Sa détermination perça une dernière fois le voile de sa mémoire à travers un geste transporté vers l’ouverture géante de la chambre, un lever incontrôlé de ses bras vers le ciel rouge, et pour finir un très long soupir abattu.

Vayne, ayant relevé une tête intriguée, regardait ce singulier spectacle et, les yeux et les pensées fixes, soupira à son tour.

— Il ne faut pas vous lamenter, lui dit-il d’un ton qu’il voulait compatissant. Ma mère n’écoute plus rien, ces temps-ci ; elle paraît occupée d’une toute autre affaire que celles qui lui suffisaient jusqu’à présent. Il n’y a pas même moi qu’elle reconnaisse…

La viéra, qui comme toutes les anciennes servantes connaissait le culte mutuel que se vouaient la mère et le fils, fut surprise de cette nouvelle et tenta de s’imaginer la chose. Afin de l’aider, Vayne lui décrivit en quelques mots la relation nouvelle qu’elle comptait établir avec lui :

— Oui, elle me fait peur en disant que je dois être à tout prix celui qui lui succédera, comme si mes frères auraient raison d’elle demain et qu’elle disparaîtrait ! Elle ne compte même plus me voir, j’en suis sûr ; trop absorbée par ses invités et ses projets. Que suis-je au milieu de tout cela ? Rien pour une mère qui a accompli son rôle éducatif et affectif. Et elle paraît encore moins s’inquiéter de l’enfant qu’elle porte qu’elle ne s’inquiète de moi.

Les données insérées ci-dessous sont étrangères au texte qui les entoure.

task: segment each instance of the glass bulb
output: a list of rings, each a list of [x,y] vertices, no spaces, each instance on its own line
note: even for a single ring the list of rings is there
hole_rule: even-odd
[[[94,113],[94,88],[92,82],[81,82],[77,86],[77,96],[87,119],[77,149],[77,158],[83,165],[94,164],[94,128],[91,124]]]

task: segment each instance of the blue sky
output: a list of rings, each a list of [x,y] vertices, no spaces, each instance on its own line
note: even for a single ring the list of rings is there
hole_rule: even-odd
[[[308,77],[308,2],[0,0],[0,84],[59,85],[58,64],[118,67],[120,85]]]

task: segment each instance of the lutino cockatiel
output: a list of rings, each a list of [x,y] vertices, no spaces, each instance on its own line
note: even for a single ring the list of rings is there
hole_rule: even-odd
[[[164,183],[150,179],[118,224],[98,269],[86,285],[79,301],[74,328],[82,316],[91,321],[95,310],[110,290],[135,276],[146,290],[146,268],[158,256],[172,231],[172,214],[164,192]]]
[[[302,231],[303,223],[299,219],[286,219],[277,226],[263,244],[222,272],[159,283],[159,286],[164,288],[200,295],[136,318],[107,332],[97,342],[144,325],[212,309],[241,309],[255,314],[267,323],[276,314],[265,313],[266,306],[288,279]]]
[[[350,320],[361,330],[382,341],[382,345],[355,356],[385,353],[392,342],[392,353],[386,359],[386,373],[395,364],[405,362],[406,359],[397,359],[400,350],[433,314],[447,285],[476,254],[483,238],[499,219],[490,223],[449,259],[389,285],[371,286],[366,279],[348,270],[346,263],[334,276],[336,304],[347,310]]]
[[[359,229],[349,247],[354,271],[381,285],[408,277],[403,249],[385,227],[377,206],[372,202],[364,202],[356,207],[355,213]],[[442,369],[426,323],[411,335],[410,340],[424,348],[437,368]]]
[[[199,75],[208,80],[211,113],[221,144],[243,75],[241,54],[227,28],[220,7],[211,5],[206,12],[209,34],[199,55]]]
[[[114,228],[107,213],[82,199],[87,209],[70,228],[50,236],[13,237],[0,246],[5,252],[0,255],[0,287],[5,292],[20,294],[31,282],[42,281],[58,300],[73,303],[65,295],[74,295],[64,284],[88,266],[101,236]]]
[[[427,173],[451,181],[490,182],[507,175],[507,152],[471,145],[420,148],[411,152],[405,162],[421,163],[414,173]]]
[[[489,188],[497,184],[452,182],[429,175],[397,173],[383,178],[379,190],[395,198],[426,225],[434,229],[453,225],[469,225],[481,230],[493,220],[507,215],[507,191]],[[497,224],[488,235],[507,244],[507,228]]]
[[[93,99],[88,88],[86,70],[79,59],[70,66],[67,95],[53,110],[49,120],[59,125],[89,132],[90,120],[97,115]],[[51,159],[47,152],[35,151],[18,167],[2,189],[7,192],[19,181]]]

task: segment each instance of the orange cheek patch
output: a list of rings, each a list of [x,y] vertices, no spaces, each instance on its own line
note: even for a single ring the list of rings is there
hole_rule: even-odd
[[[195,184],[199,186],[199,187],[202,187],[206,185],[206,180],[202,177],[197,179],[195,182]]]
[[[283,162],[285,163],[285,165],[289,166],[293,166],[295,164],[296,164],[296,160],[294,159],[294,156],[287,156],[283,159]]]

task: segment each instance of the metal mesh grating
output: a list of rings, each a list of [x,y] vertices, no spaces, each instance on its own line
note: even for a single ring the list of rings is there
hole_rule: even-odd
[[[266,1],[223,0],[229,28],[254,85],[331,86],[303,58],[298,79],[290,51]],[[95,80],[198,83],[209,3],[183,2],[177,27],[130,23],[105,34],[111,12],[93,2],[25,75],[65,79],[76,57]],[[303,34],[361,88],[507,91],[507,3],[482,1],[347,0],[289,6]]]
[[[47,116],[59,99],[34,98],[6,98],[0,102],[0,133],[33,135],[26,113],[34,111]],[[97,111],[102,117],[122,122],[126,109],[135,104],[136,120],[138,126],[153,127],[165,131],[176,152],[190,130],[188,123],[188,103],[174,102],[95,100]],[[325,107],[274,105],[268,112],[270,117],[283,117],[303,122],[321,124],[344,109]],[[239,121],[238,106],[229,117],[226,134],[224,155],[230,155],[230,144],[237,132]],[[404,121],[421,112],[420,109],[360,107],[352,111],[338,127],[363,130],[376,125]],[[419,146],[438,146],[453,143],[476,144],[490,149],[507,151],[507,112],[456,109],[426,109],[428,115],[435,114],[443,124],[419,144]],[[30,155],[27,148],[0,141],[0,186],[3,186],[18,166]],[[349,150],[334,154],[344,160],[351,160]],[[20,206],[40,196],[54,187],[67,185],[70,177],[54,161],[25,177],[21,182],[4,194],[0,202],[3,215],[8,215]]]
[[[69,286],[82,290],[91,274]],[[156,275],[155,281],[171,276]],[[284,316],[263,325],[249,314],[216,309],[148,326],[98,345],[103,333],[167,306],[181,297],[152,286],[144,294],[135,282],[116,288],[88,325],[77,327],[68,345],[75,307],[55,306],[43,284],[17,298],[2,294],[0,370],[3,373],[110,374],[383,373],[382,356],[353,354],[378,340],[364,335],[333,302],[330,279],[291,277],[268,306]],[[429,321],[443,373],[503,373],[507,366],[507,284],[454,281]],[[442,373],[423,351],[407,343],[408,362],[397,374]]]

Si la viéra savait rire, il était persuadé qu’elle rirait en cet instant, enchevêtrée au milieu d’une gêne indicible, d’une naïveté insoupçonnée et d’une situation digne d’un humain. Mais elle se contenta de sourire, montrant ses dents affilées, et de plisser son visage dans un trait de profonde amitié.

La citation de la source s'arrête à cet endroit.